Over my career so far, I’ve worked in a number of payments companies, including several startups. At the last startup, I was involved in building out a payments platform from scratch (from first line of code). This post is a collection of thoughts and lessons learned. Hopefully, at least some of this is useful to others.
The sections are relatively independent, so here are some quick links:
- Use The Tools You Have
- Optimize For Change
- Focus on Iteration
- Modular Monolith
- Put Everything in the Database
- Make It Easy To Query The Database
- Job Drain Pattern
- Check in Generated Files
- Decision Logs
- Continuous Deployment
Use The Tools You Have (Before Adding New Tools)
Every new tool, language, database, etc adds an enormous amount of complexity. You have to set it up and manage it (even managed offerings still require work), integrate with it, learn the ins and outs (often only after it’s failed in some way), and you will find out things you didn’t even know to think about.
So before I reach for something new, I try to use what we have, even if it’s not the optimal thing. For example, my projects have often used PostgreSQL as the database. PostgreSQL is quite full featured, so I try to use it for as much as possible. This includes job queues, search, and even simple caching (e.g. table that stores temporary values which get cleared out over time). It’s not necessarily the ideal platform for these, but it’s so much easier to just manage the one database than a whole suite of data systems. And at some point, the app will outgrow PostgreSQL’s capability for one or more of these, but even deferring that decision and work is hugely valuable.
The same goes for introducing new languages and frameworks. When possible, I like to use what we have and only introduce something new once we’ve pushed the existing stuff to the breaking point.

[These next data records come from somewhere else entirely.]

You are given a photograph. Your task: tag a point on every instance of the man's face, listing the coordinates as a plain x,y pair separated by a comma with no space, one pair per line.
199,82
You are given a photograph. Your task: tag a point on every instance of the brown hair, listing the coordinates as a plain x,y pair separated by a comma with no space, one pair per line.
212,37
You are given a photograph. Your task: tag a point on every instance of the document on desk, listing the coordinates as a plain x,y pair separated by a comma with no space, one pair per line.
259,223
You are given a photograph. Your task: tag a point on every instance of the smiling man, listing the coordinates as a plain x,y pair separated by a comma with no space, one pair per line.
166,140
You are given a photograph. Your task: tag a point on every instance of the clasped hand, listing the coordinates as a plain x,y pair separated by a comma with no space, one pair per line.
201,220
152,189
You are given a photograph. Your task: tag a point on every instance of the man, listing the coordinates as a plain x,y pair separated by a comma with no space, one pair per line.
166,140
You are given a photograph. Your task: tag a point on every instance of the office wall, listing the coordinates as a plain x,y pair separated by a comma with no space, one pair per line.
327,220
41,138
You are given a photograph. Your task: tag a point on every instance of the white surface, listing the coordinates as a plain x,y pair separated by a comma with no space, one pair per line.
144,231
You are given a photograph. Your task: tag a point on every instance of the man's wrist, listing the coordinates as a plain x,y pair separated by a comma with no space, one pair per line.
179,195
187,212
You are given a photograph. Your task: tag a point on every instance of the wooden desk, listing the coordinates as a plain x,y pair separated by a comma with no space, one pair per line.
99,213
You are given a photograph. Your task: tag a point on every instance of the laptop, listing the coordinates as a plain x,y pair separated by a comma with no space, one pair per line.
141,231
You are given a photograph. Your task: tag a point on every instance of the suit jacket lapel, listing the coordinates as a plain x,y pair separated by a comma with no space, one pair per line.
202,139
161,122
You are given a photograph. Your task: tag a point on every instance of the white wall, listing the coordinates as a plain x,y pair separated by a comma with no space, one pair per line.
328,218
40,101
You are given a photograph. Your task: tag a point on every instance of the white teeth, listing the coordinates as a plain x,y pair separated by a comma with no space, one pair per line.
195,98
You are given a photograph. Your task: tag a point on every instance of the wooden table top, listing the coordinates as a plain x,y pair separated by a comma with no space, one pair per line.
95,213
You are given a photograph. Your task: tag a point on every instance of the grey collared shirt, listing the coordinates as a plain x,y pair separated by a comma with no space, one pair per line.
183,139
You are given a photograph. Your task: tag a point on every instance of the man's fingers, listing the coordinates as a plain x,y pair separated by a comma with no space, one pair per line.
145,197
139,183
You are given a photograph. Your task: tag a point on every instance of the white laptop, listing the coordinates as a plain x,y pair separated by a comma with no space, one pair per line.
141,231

Another advantage is that over time, a lot of software becomes deprecated, but not removed. Some product or feature is no longer maintained, but since it’s in active use, it’s not fully shut down or deleted. It’s bad enough to leave deprecated code and services running, but it’s even worse if this means you now have extra databases or other platform systems that still have to be maintained, but don’t provide any current value. Even deprecated systems still need security upgrades, migrations to new servers, and more.
Optimize For Change
It is especially true with startups, but really change is a part of any software project. Requirements change, our understanding of the problems change, technology changes, and even the focus of a company can change. So it’s important to ensure that the software can change as well. Sometimes this is subjective (which architecture is the most amenable to change) and other times it’s concrete.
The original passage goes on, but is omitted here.